Clones the motif by creating the same motif again and copying all importent fields. The result is at least of class Motif. When cloning a MultiMotif the referred single motifs are not cloned.

The fields that are copied are: Name, Description, the Motif itself, errorNumberAllowedForMatch or Threshold, respectively, Weight and searchMode (altogether 6 fields by now). What is not copied are the fields of the MotifSearchAdapter.

Note, that any matrices are not cloned. Thus, if cloning a PSPMotif or a PSSMotif the cloned motif does contain a reference to the matrix of the old motif. This was done to preserve memory.

Specified by:
clone in class Motif
Returns:
The Motif itself as a doubled copy.
See Also:
Object.clone()

getErrorNumberAllowedForMatch

public int getErrorNumberAllowedForMatch()
Specified by:
getErrorNumberAllowedForMatch in interface MotifSearchWithError
Returns:
The number of mismatch errors allowed in one single alignment of motif against sequence.
See Also:
MotifSearcher.search(int, int)

setErrorNumberAllowedForMatch

public void setErrorNumberAllowedForMatch(int errorNumber)
Description copied from interface: MotifSearchWithError
Sets the number of mismatch errors allowed in one single alignment of motif against another sequence

Specified by:
setErrorNumberAllowedForMatch in interface MotifSearchWithError
Parameters:
errorNumber - The number of mismatches allowed.
See Also:
MotifSearcher.search(int, int)

compareTo

public int compareTo(java.lang.Object o)
Description copied from class: Motif

Compares this motif with the specified object. The Object given must be a Motif and must not be null, otherwise a ClassCastException is thrown. If for this motif or the given one, the motif representation was not set, a ClassCastException is thrown as well.

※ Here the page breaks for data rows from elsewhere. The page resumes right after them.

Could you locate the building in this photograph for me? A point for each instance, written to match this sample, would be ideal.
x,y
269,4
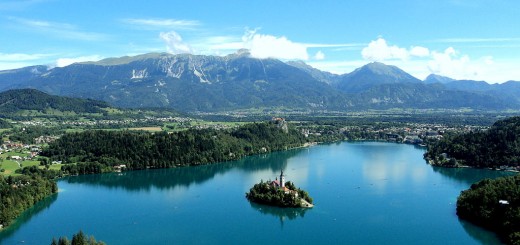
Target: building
x,y
280,184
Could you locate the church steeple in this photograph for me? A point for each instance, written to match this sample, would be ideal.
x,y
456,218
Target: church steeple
x,y
282,179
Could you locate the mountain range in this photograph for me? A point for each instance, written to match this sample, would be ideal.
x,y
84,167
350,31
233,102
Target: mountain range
x,y
237,81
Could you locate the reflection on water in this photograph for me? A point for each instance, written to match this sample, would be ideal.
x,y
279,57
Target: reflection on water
x,y
368,193
183,176
281,213
27,215
478,233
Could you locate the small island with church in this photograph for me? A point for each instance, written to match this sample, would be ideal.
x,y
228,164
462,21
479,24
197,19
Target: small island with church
x,y
279,193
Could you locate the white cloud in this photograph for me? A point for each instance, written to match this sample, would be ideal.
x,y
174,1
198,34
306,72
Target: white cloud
x,y
61,62
379,50
59,30
319,55
267,46
419,51
17,57
174,43
449,63
162,23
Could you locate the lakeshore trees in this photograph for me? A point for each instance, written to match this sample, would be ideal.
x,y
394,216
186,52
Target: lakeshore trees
x,y
498,146
98,151
21,192
495,205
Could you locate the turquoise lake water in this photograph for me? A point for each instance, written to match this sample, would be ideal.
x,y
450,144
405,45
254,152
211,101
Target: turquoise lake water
x,y
364,193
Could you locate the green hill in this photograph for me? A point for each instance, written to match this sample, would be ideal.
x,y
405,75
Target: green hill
x,y
16,100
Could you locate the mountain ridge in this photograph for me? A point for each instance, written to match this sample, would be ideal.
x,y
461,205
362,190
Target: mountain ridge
x,y
237,81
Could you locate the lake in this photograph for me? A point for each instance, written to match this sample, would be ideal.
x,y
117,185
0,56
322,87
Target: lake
x,y
364,193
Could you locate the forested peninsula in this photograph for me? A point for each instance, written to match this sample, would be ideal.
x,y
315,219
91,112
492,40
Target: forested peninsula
x,y
497,147
495,205
98,151
102,151
21,192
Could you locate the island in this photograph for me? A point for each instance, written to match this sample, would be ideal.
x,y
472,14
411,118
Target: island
x,y
279,193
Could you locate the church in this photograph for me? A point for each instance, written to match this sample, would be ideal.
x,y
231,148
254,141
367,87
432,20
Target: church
x,y
280,184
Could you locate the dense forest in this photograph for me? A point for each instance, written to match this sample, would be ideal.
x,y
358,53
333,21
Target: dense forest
x,y
99,151
79,238
264,193
21,192
13,101
493,148
495,205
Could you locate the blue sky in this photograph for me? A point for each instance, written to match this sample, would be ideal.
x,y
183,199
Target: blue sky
x,y
462,39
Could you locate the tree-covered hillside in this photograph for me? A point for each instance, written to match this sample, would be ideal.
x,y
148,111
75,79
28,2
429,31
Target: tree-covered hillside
x,y
495,205
98,151
20,193
13,101
498,146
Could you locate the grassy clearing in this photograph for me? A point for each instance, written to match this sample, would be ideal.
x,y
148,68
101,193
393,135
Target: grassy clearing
x,y
9,167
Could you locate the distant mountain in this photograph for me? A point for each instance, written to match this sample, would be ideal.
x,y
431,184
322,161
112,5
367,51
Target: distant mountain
x,y
10,77
319,75
238,81
423,96
190,83
371,75
433,78
13,101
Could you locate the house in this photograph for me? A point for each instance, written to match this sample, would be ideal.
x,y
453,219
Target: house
x,y
280,184
16,157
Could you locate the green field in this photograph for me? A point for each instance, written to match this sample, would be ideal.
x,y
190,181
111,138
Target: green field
x,y
10,166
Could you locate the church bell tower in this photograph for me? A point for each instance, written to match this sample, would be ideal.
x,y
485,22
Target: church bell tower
x,y
282,179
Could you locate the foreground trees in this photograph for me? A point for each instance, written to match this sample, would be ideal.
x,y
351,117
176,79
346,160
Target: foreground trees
x,y
77,239
495,205
20,193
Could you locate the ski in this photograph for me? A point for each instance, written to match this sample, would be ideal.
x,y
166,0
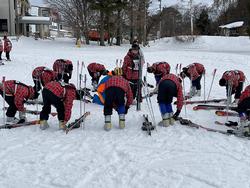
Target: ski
x,y
35,112
147,125
225,113
15,125
213,107
76,123
204,101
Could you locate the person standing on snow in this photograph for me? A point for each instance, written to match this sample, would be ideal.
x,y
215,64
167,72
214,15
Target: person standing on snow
x,y
169,87
16,93
64,69
244,112
194,72
233,80
96,70
61,95
159,69
117,90
130,68
41,76
7,47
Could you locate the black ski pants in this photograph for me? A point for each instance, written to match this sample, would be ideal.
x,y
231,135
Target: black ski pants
x,y
49,99
12,109
114,97
166,91
197,83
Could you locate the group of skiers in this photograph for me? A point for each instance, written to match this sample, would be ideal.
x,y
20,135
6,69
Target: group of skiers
x,y
5,46
117,90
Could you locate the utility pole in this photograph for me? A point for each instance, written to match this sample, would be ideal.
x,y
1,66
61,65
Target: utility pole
x,y
159,36
191,17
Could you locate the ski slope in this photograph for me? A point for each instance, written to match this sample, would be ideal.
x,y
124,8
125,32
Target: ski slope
x,y
174,157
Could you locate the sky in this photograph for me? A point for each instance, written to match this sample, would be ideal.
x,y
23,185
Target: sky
x,y
155,3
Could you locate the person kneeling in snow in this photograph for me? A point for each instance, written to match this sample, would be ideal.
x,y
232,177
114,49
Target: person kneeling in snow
x,y
64,69
16,93
96,70
159,69
41,76
169,87
116,90
233,80
61,95
244,112
194,72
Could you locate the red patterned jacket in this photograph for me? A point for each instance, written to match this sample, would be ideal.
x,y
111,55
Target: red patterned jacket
x,y
179,96
130,67
7,45
65,92
195,70
234,77
20,91
63,65
95,67
1,46
119,81
245,94
161,68
43,74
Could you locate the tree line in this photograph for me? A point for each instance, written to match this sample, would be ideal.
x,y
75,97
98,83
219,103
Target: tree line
x,y
130,19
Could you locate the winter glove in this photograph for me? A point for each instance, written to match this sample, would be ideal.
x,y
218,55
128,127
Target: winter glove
x,y
176,114
126,109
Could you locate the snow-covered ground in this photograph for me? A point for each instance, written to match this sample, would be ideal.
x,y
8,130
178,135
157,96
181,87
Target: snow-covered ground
x,y
174,157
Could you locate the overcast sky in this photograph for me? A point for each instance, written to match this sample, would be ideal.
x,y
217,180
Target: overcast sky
x,y
155,3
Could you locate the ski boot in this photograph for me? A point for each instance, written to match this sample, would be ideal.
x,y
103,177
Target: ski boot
x,y
122,121
44,124
107,125
62,125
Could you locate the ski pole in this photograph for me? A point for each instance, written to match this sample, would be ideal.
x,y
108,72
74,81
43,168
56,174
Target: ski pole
x,y
3,82
211,84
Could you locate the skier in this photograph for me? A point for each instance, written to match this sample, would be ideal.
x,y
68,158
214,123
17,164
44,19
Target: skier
x,y
233,80
194,72
64,69
7,47
117,90
15,94
159,69
41,76
244,112
169,87
130,68
1,50
96,70
61,95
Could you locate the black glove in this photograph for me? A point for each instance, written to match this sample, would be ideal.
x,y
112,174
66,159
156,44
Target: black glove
x,y
126,109
176,114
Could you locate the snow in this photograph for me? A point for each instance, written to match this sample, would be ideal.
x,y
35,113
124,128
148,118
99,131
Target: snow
x,y
233,25
174,157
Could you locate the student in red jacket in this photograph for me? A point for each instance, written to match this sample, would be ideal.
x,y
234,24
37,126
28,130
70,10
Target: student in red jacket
x,y
16,93
233,80
61,95
117,91
63,68
169,87
7,47
1,49
130,68
194,72
96,70
41,76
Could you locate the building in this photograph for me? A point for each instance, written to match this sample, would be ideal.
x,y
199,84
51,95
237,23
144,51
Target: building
x,y
8,17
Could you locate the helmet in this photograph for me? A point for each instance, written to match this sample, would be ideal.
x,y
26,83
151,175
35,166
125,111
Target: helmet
x,y
118,71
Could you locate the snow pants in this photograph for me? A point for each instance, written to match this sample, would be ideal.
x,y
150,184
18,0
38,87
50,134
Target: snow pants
x,y
49,99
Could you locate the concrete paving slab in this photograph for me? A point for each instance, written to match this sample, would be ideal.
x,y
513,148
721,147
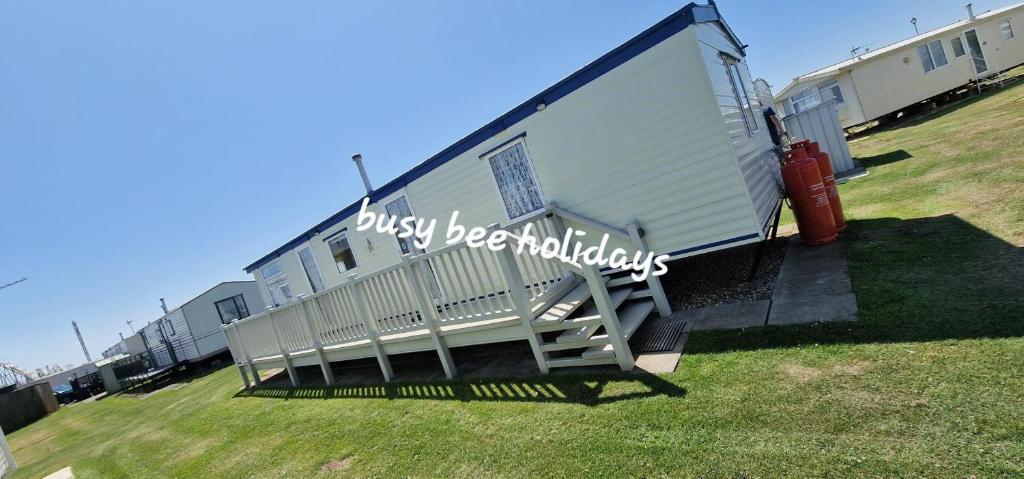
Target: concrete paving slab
x,y
813,286
61,474
733,316
821,308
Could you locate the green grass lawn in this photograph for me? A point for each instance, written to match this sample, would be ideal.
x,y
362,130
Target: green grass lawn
x,y
928,383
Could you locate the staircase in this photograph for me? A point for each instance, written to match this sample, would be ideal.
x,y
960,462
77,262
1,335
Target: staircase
x,y
572,330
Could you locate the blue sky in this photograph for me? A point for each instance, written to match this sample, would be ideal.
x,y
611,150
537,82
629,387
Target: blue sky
x,y
153,149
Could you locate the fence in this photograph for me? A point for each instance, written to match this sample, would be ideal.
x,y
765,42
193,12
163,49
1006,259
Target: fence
x,y
7,465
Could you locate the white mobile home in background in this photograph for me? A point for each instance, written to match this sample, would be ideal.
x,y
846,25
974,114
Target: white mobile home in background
x,y
192,332
660,143
889,79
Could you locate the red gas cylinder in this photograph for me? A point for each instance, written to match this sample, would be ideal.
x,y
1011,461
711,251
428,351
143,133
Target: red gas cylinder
x,y
808,199
824,166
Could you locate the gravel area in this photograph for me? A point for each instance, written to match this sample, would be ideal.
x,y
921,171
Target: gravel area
x,y
720,277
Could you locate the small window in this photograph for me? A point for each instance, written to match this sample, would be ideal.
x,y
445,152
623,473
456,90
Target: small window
x,y
830,89
932,55
271,270
516,181
231,308
312,272
957,45
342,252
1007,30
806,98
399,209
740,93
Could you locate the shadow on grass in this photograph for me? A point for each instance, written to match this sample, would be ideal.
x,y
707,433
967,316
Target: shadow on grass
x,y
588,390
919,279
884,159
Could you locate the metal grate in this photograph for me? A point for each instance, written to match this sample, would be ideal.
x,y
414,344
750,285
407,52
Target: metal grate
x,y
657,336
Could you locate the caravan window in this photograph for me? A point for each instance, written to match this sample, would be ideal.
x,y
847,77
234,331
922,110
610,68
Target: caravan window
x,y
1007,30
830,89
740,93
231,308
806,98
312,272
516,180
932,55
276,284
957,45
342,251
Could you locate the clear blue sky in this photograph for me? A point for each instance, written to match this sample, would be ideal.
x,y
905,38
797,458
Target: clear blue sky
x,y
155,148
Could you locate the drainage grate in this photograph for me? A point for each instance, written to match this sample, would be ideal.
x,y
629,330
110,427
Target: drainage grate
x,y
657,336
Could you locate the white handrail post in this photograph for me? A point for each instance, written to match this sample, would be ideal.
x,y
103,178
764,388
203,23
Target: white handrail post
x,y
360,303
245,355
427,309
8,456
653,282
520,300
233,347
608,317
317,345
292,375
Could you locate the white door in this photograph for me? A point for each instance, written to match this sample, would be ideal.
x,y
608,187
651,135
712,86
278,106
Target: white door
x,y
978,56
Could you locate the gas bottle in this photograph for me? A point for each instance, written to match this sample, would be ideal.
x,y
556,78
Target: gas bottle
x,y
824,166
808,199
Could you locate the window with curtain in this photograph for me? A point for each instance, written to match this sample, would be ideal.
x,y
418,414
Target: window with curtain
x,y
312,272
830,89
231,308
516,182
342,252
741,95
806,98
932,55
957,45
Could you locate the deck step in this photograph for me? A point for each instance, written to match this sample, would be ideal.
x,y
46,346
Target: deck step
x,y
562,308
617,297
622,280
597,340
580,361
630,317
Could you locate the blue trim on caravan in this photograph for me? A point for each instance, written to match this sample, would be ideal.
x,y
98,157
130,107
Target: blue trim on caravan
x,y
685,16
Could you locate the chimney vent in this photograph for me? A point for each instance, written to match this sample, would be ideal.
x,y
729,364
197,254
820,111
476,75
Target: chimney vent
x,y
363,172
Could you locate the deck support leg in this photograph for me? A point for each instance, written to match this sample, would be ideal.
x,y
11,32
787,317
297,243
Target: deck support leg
x,y
314,340
372,332
653,282
624,356
245,377
292,375
517,291
244,361
429,313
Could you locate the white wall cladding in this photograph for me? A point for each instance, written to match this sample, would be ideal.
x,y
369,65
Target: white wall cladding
x,y
644,141
820,123
204,320
758,164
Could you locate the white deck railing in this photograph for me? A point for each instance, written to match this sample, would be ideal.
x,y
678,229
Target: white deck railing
x,y
426,293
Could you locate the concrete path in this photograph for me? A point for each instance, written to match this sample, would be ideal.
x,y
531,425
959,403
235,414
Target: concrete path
x,y
813,286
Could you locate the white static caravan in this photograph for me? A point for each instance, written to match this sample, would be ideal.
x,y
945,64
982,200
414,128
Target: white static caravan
x,y
192,332
889,79
659,143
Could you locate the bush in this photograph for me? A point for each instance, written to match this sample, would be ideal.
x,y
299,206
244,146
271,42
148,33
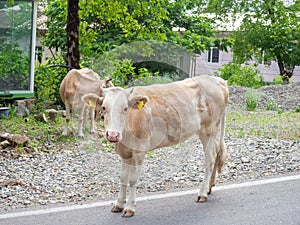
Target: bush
x,y
271,104
247,76
47,81
252,98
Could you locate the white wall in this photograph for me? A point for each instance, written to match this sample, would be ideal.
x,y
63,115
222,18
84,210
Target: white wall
x,y
202,66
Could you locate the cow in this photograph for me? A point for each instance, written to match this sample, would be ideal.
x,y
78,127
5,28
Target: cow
x,y
75,84
141,119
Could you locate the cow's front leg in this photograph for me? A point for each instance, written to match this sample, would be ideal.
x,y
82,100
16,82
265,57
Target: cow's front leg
x,y
119,205
92,115
135,170
82,121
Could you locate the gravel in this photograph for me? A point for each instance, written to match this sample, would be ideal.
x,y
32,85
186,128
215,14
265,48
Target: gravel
x,y
85,171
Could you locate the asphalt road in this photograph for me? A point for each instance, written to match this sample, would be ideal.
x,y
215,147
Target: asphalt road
x,y
271,201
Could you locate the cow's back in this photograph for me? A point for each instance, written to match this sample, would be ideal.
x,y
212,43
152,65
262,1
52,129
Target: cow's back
x,y
176,110
77,83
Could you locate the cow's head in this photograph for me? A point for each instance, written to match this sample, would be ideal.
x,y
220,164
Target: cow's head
x,y
107,83
116,105
93,101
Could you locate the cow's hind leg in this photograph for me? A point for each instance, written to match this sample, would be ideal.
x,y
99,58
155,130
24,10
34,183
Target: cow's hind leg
x,y
210,152
66,129
92,118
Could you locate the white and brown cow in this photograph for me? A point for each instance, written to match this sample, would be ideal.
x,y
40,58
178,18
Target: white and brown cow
x,y
141,119
76,84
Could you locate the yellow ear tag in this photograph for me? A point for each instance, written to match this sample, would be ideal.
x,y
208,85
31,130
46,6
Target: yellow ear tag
x,y
140,104
92,103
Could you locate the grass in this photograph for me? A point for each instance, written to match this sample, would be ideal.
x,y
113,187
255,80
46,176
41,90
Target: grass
x,y
285,125
48,137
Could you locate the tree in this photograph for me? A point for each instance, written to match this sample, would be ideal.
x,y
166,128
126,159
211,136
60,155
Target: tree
x,y
107,24
270,30
73,56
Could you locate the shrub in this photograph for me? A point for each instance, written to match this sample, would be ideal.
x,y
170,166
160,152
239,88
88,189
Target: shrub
x,y
271,104
247,75
47,81
252,98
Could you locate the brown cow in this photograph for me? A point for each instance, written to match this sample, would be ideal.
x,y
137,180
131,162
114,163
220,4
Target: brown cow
x,y
141,119
76,84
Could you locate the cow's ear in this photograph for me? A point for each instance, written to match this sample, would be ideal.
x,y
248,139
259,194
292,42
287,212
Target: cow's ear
x,y
107,83
138,102
92,100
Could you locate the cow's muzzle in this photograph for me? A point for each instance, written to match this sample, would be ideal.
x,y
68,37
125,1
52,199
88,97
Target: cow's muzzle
x,y
112,136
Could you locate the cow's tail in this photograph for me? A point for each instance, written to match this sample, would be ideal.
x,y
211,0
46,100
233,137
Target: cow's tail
x,y
222,154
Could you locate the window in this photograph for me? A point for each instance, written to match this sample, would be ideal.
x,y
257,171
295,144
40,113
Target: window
x,y
213,55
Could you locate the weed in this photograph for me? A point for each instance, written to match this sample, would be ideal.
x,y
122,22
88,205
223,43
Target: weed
x,y
252,98
271,104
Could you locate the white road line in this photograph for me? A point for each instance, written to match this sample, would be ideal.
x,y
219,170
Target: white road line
x,y
147,198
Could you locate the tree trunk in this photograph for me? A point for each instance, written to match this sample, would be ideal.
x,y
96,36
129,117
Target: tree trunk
x,y
73,56
285,72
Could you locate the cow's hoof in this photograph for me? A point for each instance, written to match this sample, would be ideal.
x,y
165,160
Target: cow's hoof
x,y
128,213
116,209
201,199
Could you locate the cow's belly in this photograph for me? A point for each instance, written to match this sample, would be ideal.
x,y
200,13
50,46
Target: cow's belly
x,y
176,133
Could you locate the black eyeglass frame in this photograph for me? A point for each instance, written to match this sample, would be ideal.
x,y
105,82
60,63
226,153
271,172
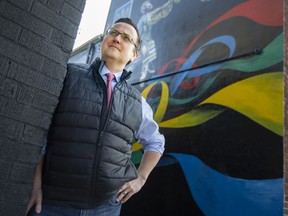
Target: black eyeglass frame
x,y
124,36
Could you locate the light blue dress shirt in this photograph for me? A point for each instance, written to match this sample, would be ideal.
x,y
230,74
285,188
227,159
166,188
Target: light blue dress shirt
x,y
148,134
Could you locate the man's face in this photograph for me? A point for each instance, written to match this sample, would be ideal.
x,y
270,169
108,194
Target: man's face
x,y
116,46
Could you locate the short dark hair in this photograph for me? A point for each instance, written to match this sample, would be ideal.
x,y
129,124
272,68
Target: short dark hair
x,y
130,22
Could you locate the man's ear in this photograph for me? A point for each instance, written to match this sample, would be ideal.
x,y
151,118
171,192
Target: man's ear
x,y
135,54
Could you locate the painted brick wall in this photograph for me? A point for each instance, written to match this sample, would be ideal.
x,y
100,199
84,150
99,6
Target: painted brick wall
x,y
36,38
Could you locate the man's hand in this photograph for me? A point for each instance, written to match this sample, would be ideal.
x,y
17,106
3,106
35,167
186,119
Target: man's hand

Two motifs are compared for their representations, both plus and minus depending on the search direction. Both motifs must be of the same type, otherwise the following relation is considered: SequenceMotif < PSPMotif < MultiMotif and returned without further investigations. Note, that RegularExpressionMotif s count as SequenceMotifs and that PSSMotif s count as PSPMotifs. In case of comparing two MultiMotifs, after comparing the comprised single motifs the distance informations are taken into account: first minimum vs. first minimum, then first maximum, second minimum, and so on. In the last instance two sequence motifs are compared for their error number allowed for match, whereas two position specific matrix motifs are compared for their threshold.

More formaly, this motif is less than the specified one if this reg-exp string is less than the one from the specified motif.

Specified by:
compareTo in interface java.lang.Comparable
Specified by:
compareTo in class Motif
Parameters:
o - The motif this method is compared to.
Returns:
Minus one, zero or one as this motif is less than, equal or greater than the specified motif.